Why was Proposition 198 struck down? Because, said the court majority, it violated the parties’ right of association by allowing members of other parties, or no party at all, to vote on nominees for the general election. In effect, the blanket primary allowed “non-party members to hijack the party,” the court said.

The court criticized the blanket primary for forcing party candidates to appeal to a broader cross section of voters. In fact, this was a goal of the authors of Proposition 198, moderate Republicans who sought to diminish the clout of conservatives in GOP primaries. Gov. Gray Davis supports the open primary because his appeal to Republicans and independents in a primary can blunt the influence of liberal Democrats who disagree with his more conservative policies.

At the heart of it, this is the latest chapter of a 90-year struggle, begun by the Populist movement, over how much power political parties in California should have.
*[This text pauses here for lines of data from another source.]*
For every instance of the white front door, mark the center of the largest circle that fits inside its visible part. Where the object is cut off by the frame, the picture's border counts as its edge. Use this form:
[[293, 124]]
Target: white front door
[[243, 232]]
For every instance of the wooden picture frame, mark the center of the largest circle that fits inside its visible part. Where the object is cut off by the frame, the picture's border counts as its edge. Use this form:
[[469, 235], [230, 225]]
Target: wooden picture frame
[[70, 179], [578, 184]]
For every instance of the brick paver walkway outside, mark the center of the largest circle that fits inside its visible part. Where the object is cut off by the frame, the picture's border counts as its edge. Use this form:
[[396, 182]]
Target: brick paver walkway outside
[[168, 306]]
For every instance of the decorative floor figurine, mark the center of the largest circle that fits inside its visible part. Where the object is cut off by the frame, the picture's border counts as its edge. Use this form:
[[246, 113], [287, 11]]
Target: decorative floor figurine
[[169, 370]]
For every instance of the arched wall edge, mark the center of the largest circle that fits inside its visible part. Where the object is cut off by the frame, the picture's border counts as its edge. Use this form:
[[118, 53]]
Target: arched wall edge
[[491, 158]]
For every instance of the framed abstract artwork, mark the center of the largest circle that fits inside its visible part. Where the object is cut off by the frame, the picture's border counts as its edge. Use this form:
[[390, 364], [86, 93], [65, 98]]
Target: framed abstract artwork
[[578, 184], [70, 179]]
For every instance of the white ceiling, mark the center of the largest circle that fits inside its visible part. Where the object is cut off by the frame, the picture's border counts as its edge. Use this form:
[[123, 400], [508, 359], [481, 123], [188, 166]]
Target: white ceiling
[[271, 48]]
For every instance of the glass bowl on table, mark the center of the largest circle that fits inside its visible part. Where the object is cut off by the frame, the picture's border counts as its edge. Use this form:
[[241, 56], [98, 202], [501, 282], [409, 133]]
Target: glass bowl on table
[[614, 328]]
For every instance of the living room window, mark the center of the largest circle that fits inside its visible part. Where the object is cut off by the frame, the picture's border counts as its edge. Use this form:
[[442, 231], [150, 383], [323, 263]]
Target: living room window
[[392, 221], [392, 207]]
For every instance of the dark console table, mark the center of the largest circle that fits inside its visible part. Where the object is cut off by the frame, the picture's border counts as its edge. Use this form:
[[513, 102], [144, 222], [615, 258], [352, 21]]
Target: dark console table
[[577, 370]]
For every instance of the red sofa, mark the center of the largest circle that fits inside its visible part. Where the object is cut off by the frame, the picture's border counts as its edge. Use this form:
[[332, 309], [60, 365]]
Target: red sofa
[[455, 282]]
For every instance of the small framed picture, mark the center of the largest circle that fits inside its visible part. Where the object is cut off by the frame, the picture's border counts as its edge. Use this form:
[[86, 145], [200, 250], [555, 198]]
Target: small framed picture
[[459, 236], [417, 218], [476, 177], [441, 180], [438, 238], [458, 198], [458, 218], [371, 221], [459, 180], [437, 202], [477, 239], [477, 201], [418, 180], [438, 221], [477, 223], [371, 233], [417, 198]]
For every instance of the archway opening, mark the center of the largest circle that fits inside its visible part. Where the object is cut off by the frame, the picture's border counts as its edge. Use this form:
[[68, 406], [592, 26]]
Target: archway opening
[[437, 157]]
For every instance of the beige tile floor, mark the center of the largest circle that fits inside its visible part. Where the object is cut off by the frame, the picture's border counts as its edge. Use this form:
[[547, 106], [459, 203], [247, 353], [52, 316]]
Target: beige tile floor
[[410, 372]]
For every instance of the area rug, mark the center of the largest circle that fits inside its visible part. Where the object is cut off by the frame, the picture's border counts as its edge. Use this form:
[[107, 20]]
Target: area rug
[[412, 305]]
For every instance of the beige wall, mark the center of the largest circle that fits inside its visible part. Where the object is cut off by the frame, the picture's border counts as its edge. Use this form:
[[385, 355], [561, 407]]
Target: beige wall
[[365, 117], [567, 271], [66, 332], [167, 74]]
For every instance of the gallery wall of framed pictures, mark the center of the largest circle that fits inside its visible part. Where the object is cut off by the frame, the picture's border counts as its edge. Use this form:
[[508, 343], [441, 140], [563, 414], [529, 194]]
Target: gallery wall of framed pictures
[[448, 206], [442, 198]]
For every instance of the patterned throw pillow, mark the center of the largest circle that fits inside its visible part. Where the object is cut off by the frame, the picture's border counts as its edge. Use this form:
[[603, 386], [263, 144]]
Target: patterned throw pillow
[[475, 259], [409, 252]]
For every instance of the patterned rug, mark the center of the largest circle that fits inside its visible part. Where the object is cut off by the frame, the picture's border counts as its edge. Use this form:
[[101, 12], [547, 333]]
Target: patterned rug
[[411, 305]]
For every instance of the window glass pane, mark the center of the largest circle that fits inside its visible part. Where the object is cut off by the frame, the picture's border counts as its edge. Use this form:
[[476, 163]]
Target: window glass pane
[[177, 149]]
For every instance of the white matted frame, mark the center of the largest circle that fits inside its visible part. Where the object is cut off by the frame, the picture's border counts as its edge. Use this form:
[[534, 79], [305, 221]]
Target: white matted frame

As state leaders seek alternatives to Proposition 198, they should consider whether the measures might unintentionally homogenize party messages or weaken the parties further. They may even find that the real need is for an effective state campaign finance reform program. Reform would curb the true evil of politics, the obscene amounts of money that go into campaigns, and could energize the parties as instruments of change. The goal is to bring more people, especially the disillusioned young, into the political system. Changing the mechanics of a primary election is not necessarily the only way to do that.